Aunque parezca una justa deportiva por la abundancia de apuestas y opiniones seguidas de chicanas de toda índole. debe ser tomada con gran seriedad, pues se trata del futuro de la Nación Argentina.

En cada elección se pone en juego el destino de sus habitantes. Tamaña responsabilidad debería estimular a los candidatos para preparar y ofrecer programas de gobierno serios y creíbles. También a cada uno de los electores para meditar a conciencia su decisión de voto.

En general, no ocurre así Los candidatos dedican el 90% de sus energías a desgastar a sus oponentes. El 10% restante se pierde en promesas rosadas y escaso sustento. Es así en la Argentina y el mundo. Tiene su lógica, pues ventilar los defectos de la otra parte es relativamente sencillo – abundan – y muy redituable en términos políticos.

De esta manera se llega a la apertura del comicio con un considerable porcentaje de ciudadanos conscientes de lo que no quieren y escasos conocimientos sobre lo que puede venir. Buscan un cambio o esperan una protección. En ambos casos se movilizan por la emoción más que por la razón. Los estrategas de las campañas electorales saben de esto. Agitan factores tan sensibles como el miedo o la esperanza, en dosis adecuadas para cada segmento de votantes.

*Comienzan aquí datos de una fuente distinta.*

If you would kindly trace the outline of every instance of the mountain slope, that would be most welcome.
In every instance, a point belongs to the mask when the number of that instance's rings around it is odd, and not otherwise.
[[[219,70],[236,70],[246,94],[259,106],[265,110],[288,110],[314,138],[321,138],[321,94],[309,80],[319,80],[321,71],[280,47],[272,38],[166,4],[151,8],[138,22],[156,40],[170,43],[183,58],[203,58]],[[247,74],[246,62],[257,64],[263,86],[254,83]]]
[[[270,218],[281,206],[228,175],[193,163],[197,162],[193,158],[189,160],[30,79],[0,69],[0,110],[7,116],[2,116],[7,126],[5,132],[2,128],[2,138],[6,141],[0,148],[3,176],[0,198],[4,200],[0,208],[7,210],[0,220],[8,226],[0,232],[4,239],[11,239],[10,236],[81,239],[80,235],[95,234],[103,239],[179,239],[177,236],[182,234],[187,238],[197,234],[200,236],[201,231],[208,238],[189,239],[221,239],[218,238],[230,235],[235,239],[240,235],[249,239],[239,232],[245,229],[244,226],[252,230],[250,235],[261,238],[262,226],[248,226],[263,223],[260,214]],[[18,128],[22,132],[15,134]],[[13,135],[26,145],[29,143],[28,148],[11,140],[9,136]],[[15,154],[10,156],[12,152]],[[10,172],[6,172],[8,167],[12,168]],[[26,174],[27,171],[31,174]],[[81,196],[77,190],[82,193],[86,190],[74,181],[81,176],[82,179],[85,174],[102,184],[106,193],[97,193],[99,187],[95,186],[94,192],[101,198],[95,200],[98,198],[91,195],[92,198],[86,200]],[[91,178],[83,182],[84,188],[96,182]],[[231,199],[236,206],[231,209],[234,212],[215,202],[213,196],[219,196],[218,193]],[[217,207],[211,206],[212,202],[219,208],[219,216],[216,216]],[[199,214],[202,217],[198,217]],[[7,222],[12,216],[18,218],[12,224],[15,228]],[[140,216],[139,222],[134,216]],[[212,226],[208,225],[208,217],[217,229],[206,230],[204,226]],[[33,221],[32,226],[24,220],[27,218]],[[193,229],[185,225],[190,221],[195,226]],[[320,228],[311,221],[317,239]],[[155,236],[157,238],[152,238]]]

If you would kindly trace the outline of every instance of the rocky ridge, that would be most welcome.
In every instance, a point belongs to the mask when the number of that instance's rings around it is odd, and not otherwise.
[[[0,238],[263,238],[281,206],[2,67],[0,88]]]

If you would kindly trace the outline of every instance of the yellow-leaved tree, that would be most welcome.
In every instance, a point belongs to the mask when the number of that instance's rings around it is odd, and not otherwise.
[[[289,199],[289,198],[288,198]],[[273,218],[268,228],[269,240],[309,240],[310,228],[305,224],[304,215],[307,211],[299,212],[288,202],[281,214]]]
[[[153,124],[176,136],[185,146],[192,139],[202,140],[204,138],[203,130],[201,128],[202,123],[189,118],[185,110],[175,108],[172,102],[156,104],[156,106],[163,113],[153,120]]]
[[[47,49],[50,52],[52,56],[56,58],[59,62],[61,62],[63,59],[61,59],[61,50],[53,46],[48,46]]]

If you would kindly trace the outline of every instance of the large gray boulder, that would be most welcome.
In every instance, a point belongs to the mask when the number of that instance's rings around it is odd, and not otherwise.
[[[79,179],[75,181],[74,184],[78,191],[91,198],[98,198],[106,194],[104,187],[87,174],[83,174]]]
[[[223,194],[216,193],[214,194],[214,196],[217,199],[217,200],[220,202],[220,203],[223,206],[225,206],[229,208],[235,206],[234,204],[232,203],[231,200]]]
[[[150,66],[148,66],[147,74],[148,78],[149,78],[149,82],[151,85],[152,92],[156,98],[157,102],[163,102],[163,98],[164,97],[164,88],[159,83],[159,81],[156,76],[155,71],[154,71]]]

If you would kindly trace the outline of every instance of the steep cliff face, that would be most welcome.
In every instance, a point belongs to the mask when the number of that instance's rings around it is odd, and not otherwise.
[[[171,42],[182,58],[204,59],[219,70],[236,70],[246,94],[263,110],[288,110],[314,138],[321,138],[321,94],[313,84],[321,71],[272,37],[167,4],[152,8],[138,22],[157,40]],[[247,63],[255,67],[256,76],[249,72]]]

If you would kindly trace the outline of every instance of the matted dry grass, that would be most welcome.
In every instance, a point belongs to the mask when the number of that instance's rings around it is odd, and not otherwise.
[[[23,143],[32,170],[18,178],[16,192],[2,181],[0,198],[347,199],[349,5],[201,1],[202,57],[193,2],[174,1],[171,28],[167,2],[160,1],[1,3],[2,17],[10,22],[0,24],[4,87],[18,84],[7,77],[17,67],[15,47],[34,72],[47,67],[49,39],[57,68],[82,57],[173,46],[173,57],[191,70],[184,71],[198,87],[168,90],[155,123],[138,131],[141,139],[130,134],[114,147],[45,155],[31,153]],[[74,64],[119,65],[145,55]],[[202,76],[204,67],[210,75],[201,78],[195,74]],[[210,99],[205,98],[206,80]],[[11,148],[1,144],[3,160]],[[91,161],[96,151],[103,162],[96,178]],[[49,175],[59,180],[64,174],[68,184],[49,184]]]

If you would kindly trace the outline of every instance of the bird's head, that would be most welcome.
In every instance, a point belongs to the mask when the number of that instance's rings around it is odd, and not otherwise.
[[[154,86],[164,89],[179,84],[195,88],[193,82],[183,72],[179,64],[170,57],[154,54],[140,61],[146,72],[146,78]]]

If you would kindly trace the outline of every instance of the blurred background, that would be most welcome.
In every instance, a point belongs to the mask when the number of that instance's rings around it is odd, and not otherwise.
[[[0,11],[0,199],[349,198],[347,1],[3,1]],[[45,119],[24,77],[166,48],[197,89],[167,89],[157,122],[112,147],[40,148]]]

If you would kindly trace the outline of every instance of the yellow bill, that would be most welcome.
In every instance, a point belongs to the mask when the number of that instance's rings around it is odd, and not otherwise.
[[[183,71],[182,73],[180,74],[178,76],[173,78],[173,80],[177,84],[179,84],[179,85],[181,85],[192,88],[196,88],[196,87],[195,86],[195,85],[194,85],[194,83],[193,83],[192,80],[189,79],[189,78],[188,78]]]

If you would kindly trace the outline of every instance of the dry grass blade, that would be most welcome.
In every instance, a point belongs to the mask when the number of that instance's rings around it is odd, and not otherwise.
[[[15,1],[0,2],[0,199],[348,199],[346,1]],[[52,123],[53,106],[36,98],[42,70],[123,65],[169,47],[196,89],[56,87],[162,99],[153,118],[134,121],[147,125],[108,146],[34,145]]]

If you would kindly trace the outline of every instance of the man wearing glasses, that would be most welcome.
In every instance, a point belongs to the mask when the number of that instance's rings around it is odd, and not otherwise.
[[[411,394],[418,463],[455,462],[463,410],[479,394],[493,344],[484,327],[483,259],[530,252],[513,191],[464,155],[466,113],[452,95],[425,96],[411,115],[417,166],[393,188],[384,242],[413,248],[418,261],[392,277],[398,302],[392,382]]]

Esta elección presidencial no exhibe diferencias sustantivas con la anterior, aunque se invirtieron los términos. Quienes presidían el gobierno nacional quieren volver y el que los reemplazó pretende mantenerse. Sus fuerzas están relativamente parejas, aunque afirmen lo contrario. La última novedad es que la puja podría dirimirse en octubre. No será fácil, pues de acuerdo a las encuestas de opinión los separan pocos puntos y tendrán el condicionante de algunos “piantavotos”, en particular el grupo oficialista y la incógnita de más del 20% de la ciudadanía que no manifiesta su decisión.

En consecuencia, lo posible es que el resultado final deba esperar a la segunda vuelta, como ocurrió con Macri vs. Scioli. Lo posible no es lo probable, de manera que en el camino pueden ocurrir cambios inesperados.

En esta coyuntura reflota su importancia el engendro de las PASO. Serán útiles para marcar la tendencia del voto, como si se tratase de una gran encuesta. Se puede entender, en consecuencia, la ansiedad que manifiesta el oficialismo al pedir la concurrencia a las urnas. El grupo central de seguidores del macrismo se ubican en los sectores y edades medianas y altas. Son los más renuentes a concurrir al acto electoral. Hoy resultan imprescindibles, pues el resultado influirá en la elección de octubre.

La contienda no se agota en el enfrentamiento nacional. Una batalla muy dura y difícil se desarrolla en la Provincia de Buenos Aires. Distrito electoral complicado y con el volumen suficiente para torcer cualquier resultado. Su centro neurálgico se ubica en los cordones que rodean a la ciudad de Buenos Aires, dependientes de caciques e Intendentes cercanos a la ex Presidente. Vidal tiene prestigio y lo pone en juego. Sus posibilidades hubieran sido más seguras si hubiera adelantado la elección

A propósito de CFK, es notable su decisión de ubicarse fuera de foco y dejar que el peso de la campaña lo lleve su ungido para encabezar la fórmula. Su ego debe haber sufrido, pero la lógica caza votos es implacable.

Vienen días agitados. Todo vale y pocos se detienen ante la necesidad de la transparencia.